Indignatur enim privatis, & prope socco.
Dignis carminibus narrari coena Thyestæ.
(Sayes Horace.)

[111] And in another place,

Essutire leveis indigna tragoedia versus.

[112] Blank Verse is acknowledg'd to be too low for a Poem, nay more, for a paper of verses; but if too low for an ordinary Sonnet, how much more for Tragedy, which is by Aristotle in the dispute betwixt the Epique Poesie and the Dramatick; for many reasons he there alledges ranck'd above it.

[113] But setting this defence aside, your Argument is almost as strong against the use of Rhyme in Poems as in Playes; for the Epique way is every where interlac'd with Dialogue, or discoursive Scenes; and therefore you must either grant Rhyme to be improper there, which is contrary to your assertion, or admit it into Playes by the same title which you have given it to Poems. For though Tragedy be justly preferr'd above the other, yet there is a great affinity between them as may easily be discover'd in that definition of a Play which Lisideius gave us. The Genus of them is the same, a just and lively Image of human nature, in its Actions, Passions, and traverses of Fortune: so is the end, namely for the delight and benefit of Mankind. The Characters and Persons are still the same, viz. the greatest of both sorts, onely the manner of acquainting us with those Actions, Passions and Fortunes is different. Tragedy performs it viva voce, or by action, in Dialogue, wherein it excels the Epique Poem which does it chiefly by narration, and therefore is not so lively an Image of Humane Nature. However, the agreement betwixt them is such, that if Rhyme be proper for one, it must be for the other. Verse 'tis true is not the effect of sudden thought; but this hinders not that sudden thought may be represented in verse, since those thoughts are such as must be higher then Nature can raise them without premeditation, especially to a continuance of them even out of verse, and consequently you cannot imagine them to have been sudden either in the Poet, or the Actors. A Play, as I had said to be like Nature, is to be set above it; as Statues which are plac'd on high are made greater then the life, that they may descend to the sight in their just proportion.

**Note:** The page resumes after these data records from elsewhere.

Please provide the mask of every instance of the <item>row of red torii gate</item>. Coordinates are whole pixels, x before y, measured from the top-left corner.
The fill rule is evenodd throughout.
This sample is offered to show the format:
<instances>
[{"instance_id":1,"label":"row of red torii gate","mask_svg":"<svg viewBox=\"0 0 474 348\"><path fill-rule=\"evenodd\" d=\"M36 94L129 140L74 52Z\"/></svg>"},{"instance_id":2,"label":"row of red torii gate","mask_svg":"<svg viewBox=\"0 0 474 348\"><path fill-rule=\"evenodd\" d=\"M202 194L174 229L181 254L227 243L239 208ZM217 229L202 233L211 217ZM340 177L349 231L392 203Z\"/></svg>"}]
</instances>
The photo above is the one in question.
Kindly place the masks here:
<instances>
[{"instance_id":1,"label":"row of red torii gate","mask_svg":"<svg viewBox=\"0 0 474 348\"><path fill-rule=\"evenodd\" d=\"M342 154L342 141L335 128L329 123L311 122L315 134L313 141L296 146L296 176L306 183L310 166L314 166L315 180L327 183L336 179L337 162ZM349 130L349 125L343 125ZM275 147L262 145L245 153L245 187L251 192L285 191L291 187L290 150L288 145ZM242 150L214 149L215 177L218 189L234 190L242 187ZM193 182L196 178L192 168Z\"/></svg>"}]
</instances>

[114] Perhaps I have insisted too long upon this objection; but the clearing of it will make my stay shorter on the rest. You tell us Crites, that rhyme appears most unnatural in repartees, or short replyes: when he who answers, (it being presum'd he knew not what the other would say, yet) makes up that part of the verse which was left incompleat, and supplies both the sound and measure of it. This you say looks rather like the confederacy of two, then the answer of one.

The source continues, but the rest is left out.